Everton, as in the past, left Anfield nursing a sense of injustice as well as defeat as they justifiably claimed they should have had a penalty when the outstanding Anthony Gordon fell under Joel Matip’s challenge with the scoreline goalless after 53 minutes.
Gordon had been booked for diving in the first half so this may have played on referee Stuart Attwell’s mind when he waved all appeals away but each incident should be judged on its individual merits, not recent history, and Everton were suitably astonished that the video assistant referee was not even called in to take a look. They had a cast-iron case.
To suggest this might have led to an Everton victory is quite the stretch given Liverpool’s dominance of the ball but it does not disguise the fact they had a genuine grievance.
It matters not now as the points have gone, with Everton suffering their 19th Premier League defeat in 32 games. They have never lost so many in a 38-game season and to add to the statistical wreckage, they have also lost 11 of their past 12 away games in the league, including each of their past seven. It is their worst run of consecutive away defeats since eight between April and October 1994.
All this was conducted to a predictable soundtrack of Anfield revelling in Everton’s potential demise, the chants of “going down” starting as soon as news of Burnley’s win over Wolves a little earlier filtered through.

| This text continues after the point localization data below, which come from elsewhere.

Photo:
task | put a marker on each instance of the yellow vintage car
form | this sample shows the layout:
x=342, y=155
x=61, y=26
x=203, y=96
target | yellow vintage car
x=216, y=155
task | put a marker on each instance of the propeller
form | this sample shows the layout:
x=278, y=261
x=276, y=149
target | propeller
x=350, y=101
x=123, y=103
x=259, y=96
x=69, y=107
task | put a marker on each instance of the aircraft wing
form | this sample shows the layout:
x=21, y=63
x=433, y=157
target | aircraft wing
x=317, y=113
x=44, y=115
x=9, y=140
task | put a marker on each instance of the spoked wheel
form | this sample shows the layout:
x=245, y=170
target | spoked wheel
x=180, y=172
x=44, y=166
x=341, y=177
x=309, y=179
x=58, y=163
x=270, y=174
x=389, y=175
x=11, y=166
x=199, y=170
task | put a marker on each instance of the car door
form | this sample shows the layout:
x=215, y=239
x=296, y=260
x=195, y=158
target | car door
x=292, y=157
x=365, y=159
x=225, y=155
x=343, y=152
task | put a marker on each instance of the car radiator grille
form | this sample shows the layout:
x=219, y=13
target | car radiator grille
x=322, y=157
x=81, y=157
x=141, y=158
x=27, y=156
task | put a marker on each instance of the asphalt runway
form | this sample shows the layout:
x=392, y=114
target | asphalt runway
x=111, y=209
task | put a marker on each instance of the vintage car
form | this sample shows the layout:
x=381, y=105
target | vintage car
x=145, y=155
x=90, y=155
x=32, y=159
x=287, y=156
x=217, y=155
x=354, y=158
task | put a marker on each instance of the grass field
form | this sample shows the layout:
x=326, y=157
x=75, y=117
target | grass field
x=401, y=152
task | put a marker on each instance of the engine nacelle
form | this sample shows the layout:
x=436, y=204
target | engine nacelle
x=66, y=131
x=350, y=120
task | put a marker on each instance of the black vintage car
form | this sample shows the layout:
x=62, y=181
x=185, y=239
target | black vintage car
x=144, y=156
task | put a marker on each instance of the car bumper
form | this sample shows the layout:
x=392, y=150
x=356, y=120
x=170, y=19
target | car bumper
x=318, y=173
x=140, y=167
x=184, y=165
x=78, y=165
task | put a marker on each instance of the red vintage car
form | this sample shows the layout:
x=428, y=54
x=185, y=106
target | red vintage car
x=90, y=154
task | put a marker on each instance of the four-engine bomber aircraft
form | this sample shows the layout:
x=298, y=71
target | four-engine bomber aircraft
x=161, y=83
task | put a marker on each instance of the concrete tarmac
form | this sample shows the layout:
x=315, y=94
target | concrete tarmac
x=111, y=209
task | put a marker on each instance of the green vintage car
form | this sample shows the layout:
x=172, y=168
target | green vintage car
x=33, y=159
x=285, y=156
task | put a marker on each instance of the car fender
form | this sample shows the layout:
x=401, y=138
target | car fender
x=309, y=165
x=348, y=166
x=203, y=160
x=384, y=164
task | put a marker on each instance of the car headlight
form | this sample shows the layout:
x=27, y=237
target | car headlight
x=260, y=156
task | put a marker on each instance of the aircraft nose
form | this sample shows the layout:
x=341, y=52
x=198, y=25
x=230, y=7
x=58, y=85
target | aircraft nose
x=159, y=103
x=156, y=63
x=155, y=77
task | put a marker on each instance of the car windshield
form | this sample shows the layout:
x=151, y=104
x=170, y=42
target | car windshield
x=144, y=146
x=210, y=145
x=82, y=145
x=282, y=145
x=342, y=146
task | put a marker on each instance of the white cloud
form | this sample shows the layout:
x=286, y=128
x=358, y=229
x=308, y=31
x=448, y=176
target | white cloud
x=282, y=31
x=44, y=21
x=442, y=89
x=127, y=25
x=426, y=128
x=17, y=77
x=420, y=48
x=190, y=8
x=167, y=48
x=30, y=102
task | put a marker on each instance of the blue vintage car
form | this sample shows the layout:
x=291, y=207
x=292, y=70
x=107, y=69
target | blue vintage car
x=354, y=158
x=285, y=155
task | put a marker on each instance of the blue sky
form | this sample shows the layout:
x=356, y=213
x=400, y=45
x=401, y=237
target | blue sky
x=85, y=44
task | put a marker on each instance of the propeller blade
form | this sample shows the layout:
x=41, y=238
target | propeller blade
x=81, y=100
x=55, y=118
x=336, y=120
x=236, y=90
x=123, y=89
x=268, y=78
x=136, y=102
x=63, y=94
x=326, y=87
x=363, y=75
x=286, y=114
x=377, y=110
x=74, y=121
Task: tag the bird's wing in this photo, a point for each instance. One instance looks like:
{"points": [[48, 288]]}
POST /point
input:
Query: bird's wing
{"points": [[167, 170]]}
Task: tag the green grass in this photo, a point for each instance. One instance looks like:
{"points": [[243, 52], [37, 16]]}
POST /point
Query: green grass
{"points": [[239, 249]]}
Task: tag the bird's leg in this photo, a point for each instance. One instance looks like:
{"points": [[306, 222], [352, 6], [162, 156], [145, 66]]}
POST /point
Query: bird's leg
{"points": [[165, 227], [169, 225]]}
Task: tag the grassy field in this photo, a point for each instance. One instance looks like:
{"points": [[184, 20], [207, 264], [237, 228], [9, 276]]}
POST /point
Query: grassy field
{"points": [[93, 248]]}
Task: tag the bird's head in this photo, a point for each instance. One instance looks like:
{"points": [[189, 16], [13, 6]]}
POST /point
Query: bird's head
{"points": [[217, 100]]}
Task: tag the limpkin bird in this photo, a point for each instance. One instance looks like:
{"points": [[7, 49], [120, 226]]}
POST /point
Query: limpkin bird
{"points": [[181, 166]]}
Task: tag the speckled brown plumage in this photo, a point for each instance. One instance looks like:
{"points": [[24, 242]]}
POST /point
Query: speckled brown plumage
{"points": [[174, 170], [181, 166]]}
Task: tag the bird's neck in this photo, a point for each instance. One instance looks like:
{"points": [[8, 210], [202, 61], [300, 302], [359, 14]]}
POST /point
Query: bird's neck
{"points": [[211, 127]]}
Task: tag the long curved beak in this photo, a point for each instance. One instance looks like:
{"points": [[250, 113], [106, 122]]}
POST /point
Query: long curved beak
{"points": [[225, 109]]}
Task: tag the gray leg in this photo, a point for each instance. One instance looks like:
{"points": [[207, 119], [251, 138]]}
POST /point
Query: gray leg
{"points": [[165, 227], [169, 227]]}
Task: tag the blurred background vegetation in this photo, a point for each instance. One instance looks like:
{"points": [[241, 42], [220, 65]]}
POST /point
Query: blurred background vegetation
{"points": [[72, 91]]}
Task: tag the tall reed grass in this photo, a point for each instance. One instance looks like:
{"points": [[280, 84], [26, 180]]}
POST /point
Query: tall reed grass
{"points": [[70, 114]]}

It was repeated throughout, along with regular songs in praise of former Liverpool manager Rafael Benitez, who played a brief part in Everton’s dismal season before he was sacked in January after less than seven months in charge.
And, with victory assured, came the final wounding chant of “this is your last trip to Anfield”.

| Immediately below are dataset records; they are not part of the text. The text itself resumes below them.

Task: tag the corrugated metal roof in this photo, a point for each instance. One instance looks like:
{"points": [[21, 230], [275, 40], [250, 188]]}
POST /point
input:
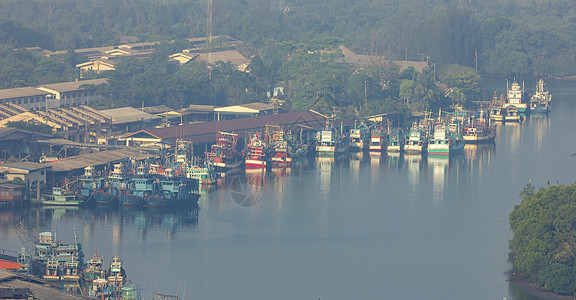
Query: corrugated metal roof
{"points": [[206, 132], [232, 56], [128, 115], [21, 92], [255, 107], [5, 265], [96, 159], [40, 291], [26, 165], [73, 85]]}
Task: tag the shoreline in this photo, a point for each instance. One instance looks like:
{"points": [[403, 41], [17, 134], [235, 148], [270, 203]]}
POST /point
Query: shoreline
{"points": [[531, 289]]}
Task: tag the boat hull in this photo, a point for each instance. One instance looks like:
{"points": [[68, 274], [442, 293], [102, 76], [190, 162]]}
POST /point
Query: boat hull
{"points": [[255, 164]]}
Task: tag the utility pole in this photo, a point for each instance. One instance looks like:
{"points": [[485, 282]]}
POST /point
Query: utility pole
{"points": [[476, 57]]}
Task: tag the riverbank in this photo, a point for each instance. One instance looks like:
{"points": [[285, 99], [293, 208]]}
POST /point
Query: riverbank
{"points": [[532, 289]]}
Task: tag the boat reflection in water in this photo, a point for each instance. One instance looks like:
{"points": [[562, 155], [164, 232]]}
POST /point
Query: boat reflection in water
{"points": [[395, 160], [324, 165], [541, 124], [443, 170]]}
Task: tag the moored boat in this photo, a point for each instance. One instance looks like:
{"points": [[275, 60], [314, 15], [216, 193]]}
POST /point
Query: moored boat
{"points": [[223, 154], [515, 97], [396, 139], [61, 197], [512, 114], [359, 138], [444, 142], [331, 142], [255, 156], [416, 140], [278, 147], [540, 101], [377, 140], [478, 131]]}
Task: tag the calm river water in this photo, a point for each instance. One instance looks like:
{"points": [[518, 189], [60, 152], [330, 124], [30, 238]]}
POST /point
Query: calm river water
{"points": [[364, 227]]}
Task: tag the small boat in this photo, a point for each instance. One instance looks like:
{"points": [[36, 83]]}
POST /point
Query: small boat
{"points": [[497, 114], [512, 114], [331, 142], [478, 131], [377, 140], [540, 101], [255, 156], [417, 140], [71, 271], [61, 197], [278, 146], [359, 138], [116, 273], [223, 154], [204, 174], [515, 97], [396, 140], [52, 272], [95, 269], [444, 142]]}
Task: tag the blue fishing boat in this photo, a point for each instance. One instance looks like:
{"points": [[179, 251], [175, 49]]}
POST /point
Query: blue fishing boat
{"points": [[173, 191]]}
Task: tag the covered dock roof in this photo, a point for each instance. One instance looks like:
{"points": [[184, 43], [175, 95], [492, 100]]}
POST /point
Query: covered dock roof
{"points": [[206, 132], [96, 159]]}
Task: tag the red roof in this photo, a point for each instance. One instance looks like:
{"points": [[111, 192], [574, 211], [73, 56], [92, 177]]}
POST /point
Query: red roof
{"points": [[5, 264], [206, 132]]}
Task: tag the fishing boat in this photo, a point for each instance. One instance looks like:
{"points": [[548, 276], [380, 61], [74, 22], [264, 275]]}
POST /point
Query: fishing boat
{"points": [[61, 197], [417, 140], [205, 174], [377, 140], [445, 142], [478, 131], [52, 272], [331, 142], [359, 138], [512, 114], [139, 189], [396, 140], [255, 156], [540, 101], [515, 97], [223, 154], [116, 273], [497, 114], [95, 269], [71, 271], [278, 146], [173, 191]]}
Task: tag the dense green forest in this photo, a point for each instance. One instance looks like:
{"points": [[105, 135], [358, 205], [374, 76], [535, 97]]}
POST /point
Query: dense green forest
{"points": [[544, 243], [288, 39]]}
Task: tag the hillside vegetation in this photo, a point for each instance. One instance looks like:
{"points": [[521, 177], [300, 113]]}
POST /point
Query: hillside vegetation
{"points": [[544, 243]]}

This was a grim, tortuous experience for Everton once the Kop were confident nothing would go wrong.
Everton can take solace in how they made Liverpool fight for their win, how they gave the Anfield crowd some very anxious moments, how the emerging talent of Gordon occasionally tormented Liverpool with his pace and control.
And yet Everton lost. Again.
This epic tale of football mismanagement from owner Farhad Moshiri and a somewhat self-congratulatory board of directors who have got so much wrong could now be heading towards the nightmare conclusion.
It takes some doing to arrive at Everton, as Moshiri did in February 2016, to set course for the stars, then spend £500m on making the team markedly inferior while heading shamefully in the other direction towards the Championship.
And yet this is exactly what Moshiri and Everton’s board have presided over.
If they were to go down, it would represent one of the game’s most colossal, expensive failures and the list of culprits would have to start with Moshiri and those in the boardroom.
This is hardly Lampard’s responsibility as so much damage was self-inflicted by Everton before he was appointed in January but no-one can escape the fact he has not been able to get the requisite results since replacing Benitez.
Lampard has now taken charge of 12 league games, losing eight and winning only three.
This simply must improve in the closing weeks of the season or Everton are doomed to the drop.
If they produce the same level of resolve as they did at Anfield before being overcome by one of the best sides in Europe, then they have a chance.
The big question is: can they be relied upon to repeat it with tough games coming up at home to Chelsea then at Leicester City?
Their prospects have not been helped by the late twist to the season’s storyline at Burnley, whose heavily criticised decision – yes, criticised here as well – to sack Sean Dyche suddenly does not look quite so daft after all as the Clarets have picked up seven points from three games under caretaker Mike Jackson.
Burnley have momentum. It is a vital commodity at this stage of the season. Everton need to find it and they are leaving it very late.
Even their midweek draw at home to Leicester City, a point earned by Richarlison’s stoppage-time goal, was a “better-than-nothing” result rather than a good one.
Gallant defeats are no good to this great old English football institution now. Everton need wins.
The fat lady, to misquote the old saying, may not be singing but she is certainly clearing her throat.